Project
Monitoring van de levensvatbaarheid van dierpopulaties
Het onderzoek naar monitoring van de levensvatbaarheid van populaties richt zich voornamelijk op de overlevingskansen van gefragmenteerde en/of geïsoleerde populaties.
In dergelijke populaties is het aantal individuen vaak zo laag dat de genetische variatie beperkt is en door toevalsprocessen verder blijft afnemen. Daarmee verliest de populatie het vermogen zich aan te passen aan een veranderd milieu. Ook ligt inteelt op de loer en daarmee een risico op verlies van individuele vitaliteit en reproductiesucces. Door de genetische variatie en verwantschap van de aanwezige individuen in beeld te brengen, kunnen we een inschatting maken van de ernst van deze risico’s en bepalen wat de minimale populatiegrootte zou moeten zijn. Op basis van individuele DNA-profielen kunnen we de populatiegrootte schatten en territoria in kaart brengen. Via ouderschapsanalyses kunnen we het reproductiesucces van individuen bepalen. Dit levert een schat aan informatie op over het sociale gedrag van diersoorten, maar is ook essentieel voor het beheer van kweekgroepen of ge(her)introduceerde populaties.
Voorbeelden monitoring levensvatbaarheid populaties
De herintroductie van de otter in de Wieden/Weerribben
Sinds in 2002 een nieuwe populatie otters (Lutra lutra) in ons land werd uitgezet, heeft Wageningen Environmental Research (Alterra) de status van deze populatie nauwgezet gevolgd. Nadat de eerste dieren waren gevolgd met behulp van zenders, werd overgestapt op non-invasive genetische monitoring via spraints (otter-uitwerpselen). Op deze manier konden de dieren langer worden gevolgd en konden meer dieren tegelijk worden gevolgd met beperkte kosten.
Sinds juli 2002 werden meer dan duizend spraints verzameld en geanalyseerd in het lab, ter bepaling van een genetisch profiel. Op basis daarvan kon een stamboom worden gemaakt, die uitwees dat slechts een klein deel van de aanwezige mannen verantwoordelijk was voor een groot deel van het nageslacht (sterke dominantie). De verwantschap tussen dieren, en daarmee het inteelt-niveau, loopt op. Dit is een belangrijk signaal dat voor de Nederlandse populatie ‘vers bloed’ nodig is, ofwel via aanvullende introducties, of door uitwisseling tussen populaties tot stand te brengen.

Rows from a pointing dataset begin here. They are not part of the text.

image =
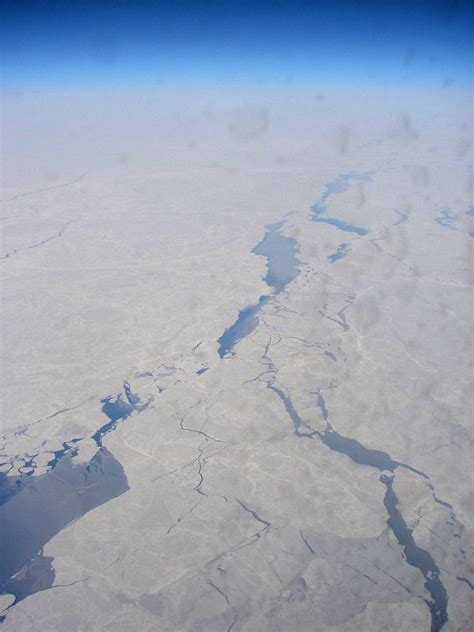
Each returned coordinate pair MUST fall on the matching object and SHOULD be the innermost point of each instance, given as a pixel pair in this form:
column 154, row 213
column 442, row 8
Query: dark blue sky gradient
column 55, row 43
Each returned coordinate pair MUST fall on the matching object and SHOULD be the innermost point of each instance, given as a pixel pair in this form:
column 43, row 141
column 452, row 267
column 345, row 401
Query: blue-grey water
column 445, row 218
column 31, row 518
column 339, row 185
column 282, row 268
column 34, row 508
column 380, row 460
column 341, row 252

De hamster in Zuid-Limburg
Ten gevolge van intensivering van de landbouw raakte de Europese hamster (of: Korenwolf; Cricetus cricetus) bijna uitgestorven in ons land. In 1999 werden de laatste 15 hamsters gevangen ten behoeve van een fokprogramma. Sinds 2002 worden in gevangenschap gefokte hamsters weer uitgezet. Het programma werd gecombineerd met een genetische studie. Een vergelijking met historische exemplaren (afkomstig uit de collectie van NCB/Naturalis) en buitenlandse populaties, liet zien dat de huidige populatie een veel lagere diversiteit had. Bovendien is gebleken dat ze tegenwoordig genetisch veel meer gedifferentieerd is van naburige populaties in België en Duitsland dan dat vroeger het geval was. Dit bood argumenten om ook naburige populaties als donor te gebruiken voor het verhogen van de genetische basis van het fokprogramma, en toonde de noodzaak aan van het herstel van uitwisseling tussen populaties en uitbreiding van het leefgebied.
Monitoring van de korhoen
Door verlies van geschikt leefgebied is het aantal korhoenders (Tetrao tetrix) in Nederland drastisch afgenomen. Momenteel overleeft slechts een handvol korhoenders op de Sallandse Heuvelrug. Ondanks maatregelen, zoals het creëren van meer leefgebied en het reguleren van het toerisme, groeit de populatie nog altijd niet. Onder meer om na te gaan in hoeverre inteelt-depressie ten grondslag zou kunnen liggen aan dit probleem, onderzocht Wageningen Environmental Research (Alterra) de hoeveelheid genetische variatie en onderlinge verwantschap van de Sallandse korhoenders en vergeleek deze met de historische populatie (op basis van museum-exemplaren) en andere Europese populaties. Evenals bij de hamster lieten de resultaten zien dat, waar de Sallandse populatie vroeger sterk verwant was aan alpine populaties, zij nu sterker is gaan afwijken. Ook is de hoeveelheid variatie sterk afgenomen.